I suggest, gently, that appearing together would be the last thing on my mind, I’d just want the painkillers. Roisin laughs and says that we all have different priorities. Watching her, as we eat and seeing the reaction of others in the restaurant to her astonishing good looks, I have to ask her if the operations have affected her modelling career.
“Well obviously,” she says. “It’s an extreme trauma and you have to overcome that trauma, mentally, physically and emotionally. It took at least a year to recuperate, each time. So of course it’s affected my career. But you heal, you move on and you get on with your life. We all have our own pain, Victoria.” She holds my gaze, determinedly, for a moment.

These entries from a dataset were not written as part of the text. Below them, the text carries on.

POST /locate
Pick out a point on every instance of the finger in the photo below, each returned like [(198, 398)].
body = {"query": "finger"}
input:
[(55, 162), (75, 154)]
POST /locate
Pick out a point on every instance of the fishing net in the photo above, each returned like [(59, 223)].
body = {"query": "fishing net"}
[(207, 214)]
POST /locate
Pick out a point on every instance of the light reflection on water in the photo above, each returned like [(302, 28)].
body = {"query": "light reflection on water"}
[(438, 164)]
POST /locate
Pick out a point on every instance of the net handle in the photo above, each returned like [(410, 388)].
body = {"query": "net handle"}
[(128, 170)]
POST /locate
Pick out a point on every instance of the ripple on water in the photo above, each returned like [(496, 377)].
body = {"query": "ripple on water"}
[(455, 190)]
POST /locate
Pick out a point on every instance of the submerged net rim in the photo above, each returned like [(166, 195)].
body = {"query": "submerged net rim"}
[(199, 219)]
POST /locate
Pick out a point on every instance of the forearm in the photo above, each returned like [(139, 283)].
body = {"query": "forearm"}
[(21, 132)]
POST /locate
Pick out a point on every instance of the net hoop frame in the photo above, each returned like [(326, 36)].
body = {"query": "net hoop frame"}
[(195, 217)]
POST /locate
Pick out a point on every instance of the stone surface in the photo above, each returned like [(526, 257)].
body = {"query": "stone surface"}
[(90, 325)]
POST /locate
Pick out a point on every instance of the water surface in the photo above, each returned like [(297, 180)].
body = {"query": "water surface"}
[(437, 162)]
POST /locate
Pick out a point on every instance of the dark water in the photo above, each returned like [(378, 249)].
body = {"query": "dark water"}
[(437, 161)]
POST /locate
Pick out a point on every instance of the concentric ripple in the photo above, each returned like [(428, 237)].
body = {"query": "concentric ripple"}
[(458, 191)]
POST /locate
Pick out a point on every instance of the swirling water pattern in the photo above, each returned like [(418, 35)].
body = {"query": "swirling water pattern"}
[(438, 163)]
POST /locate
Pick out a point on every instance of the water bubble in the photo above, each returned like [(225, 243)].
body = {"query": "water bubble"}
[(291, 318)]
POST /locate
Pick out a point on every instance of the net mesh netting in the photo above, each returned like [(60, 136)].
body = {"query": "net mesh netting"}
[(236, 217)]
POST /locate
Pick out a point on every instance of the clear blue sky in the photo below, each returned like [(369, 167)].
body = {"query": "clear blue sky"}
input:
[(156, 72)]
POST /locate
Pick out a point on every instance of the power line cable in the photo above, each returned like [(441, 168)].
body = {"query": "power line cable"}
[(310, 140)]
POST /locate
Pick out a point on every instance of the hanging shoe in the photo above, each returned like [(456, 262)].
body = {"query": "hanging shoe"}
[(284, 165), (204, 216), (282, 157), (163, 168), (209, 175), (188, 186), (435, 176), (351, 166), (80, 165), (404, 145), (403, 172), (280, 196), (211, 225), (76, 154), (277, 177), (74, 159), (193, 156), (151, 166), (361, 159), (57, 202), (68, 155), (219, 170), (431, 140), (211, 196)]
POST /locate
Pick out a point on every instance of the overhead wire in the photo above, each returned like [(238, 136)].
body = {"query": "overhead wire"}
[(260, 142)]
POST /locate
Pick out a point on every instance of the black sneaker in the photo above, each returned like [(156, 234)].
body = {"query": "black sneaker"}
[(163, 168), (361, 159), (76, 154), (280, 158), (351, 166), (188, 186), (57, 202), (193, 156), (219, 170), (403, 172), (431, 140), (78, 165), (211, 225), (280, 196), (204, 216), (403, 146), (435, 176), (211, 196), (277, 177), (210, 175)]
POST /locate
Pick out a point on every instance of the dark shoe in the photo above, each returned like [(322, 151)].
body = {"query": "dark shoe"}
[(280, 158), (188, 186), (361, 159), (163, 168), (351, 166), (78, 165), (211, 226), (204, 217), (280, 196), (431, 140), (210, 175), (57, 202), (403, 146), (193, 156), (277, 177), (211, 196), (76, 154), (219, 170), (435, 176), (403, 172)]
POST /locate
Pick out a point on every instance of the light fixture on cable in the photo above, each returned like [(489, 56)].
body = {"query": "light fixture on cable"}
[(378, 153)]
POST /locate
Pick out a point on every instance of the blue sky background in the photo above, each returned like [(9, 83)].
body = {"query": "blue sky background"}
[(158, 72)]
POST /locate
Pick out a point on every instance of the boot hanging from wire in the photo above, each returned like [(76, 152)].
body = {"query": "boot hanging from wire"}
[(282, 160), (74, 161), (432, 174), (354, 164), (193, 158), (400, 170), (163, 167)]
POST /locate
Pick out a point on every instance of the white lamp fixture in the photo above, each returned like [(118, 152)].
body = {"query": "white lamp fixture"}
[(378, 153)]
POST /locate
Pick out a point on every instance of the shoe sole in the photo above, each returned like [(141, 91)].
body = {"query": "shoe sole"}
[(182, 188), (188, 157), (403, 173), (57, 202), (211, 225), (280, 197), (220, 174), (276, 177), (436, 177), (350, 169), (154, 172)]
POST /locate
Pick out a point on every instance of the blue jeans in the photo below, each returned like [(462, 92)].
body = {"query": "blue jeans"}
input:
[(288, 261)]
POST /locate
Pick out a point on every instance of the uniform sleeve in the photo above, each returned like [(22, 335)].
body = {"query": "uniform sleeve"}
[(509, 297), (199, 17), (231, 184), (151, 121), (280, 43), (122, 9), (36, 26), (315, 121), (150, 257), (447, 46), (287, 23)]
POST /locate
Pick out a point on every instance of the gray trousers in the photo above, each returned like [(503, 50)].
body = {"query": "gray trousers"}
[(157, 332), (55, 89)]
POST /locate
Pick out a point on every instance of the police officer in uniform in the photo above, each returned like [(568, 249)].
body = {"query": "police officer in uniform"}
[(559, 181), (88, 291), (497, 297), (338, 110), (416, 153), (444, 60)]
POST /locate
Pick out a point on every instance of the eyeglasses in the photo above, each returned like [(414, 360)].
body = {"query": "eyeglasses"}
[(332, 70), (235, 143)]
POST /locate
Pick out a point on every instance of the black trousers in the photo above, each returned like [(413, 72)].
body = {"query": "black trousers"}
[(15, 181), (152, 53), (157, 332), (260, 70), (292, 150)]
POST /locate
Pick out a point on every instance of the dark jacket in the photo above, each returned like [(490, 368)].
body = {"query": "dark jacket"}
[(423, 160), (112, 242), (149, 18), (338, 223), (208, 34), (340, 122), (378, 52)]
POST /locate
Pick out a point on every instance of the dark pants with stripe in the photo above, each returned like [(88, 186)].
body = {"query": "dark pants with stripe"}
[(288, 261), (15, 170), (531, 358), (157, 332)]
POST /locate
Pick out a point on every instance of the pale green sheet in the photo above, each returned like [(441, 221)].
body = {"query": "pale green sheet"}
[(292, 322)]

I agree with her and ask her if she’s tried alternative medicine.
‘I’ve tried acupuncture. But this is a very unusual case, even for Chinese doctors. I’ve done some Reiki, yoga, Tai Chi. I’ve been a vegetarian all my life. I’ve never eaten junk food or meat, always organic food, from the time I was born. So I know it’s not something that I’m eating, or putting in my body, because I’ve explored all the options and eliminated everything. I don’t do anything that’s bad for me. I’m going to have to do research myself, to find out what to do about it.’
She does tell me that one healer suggested that the growths might have something to do with the fact that Roisin’s father abandoned her at an early age. So a few years ago, she and her mother and sister set out to track him down. They did find him, ironically, in Dublin, San Francisco, but finding him has not solved the problem, because the growths have re-appeared. Roisin is in no hurry to have another operation, if she can help it, but knows that it will be inevitable.
“This is my personal pain, but at this moment in my life, I don’t want it. So I’m going to avoid doing anything about it until I have to do something about it. I’m not freaking out about it. I’ve learned to deal with the problem. I just want to know how long I have before I have to have the operation again, because obviously it will grow and it will start to deform my face. And I don’t want that. We’re all vain, we all want to look our best, and big lumps coming out of the side of your head isn’t exactly going to earn you brownie points with the fellas, is it?” She laughs, mischievously, but it is obvious that behind the laughter and the confident, glamorous exterior, Roisin is quite worried. As we say goodbye and I leave Roisin to chat about raw food diets and vegetarianism, with a new friend, I am inspired by her total absence of self pity, in the face of what must surely be an enormously frustrating situation.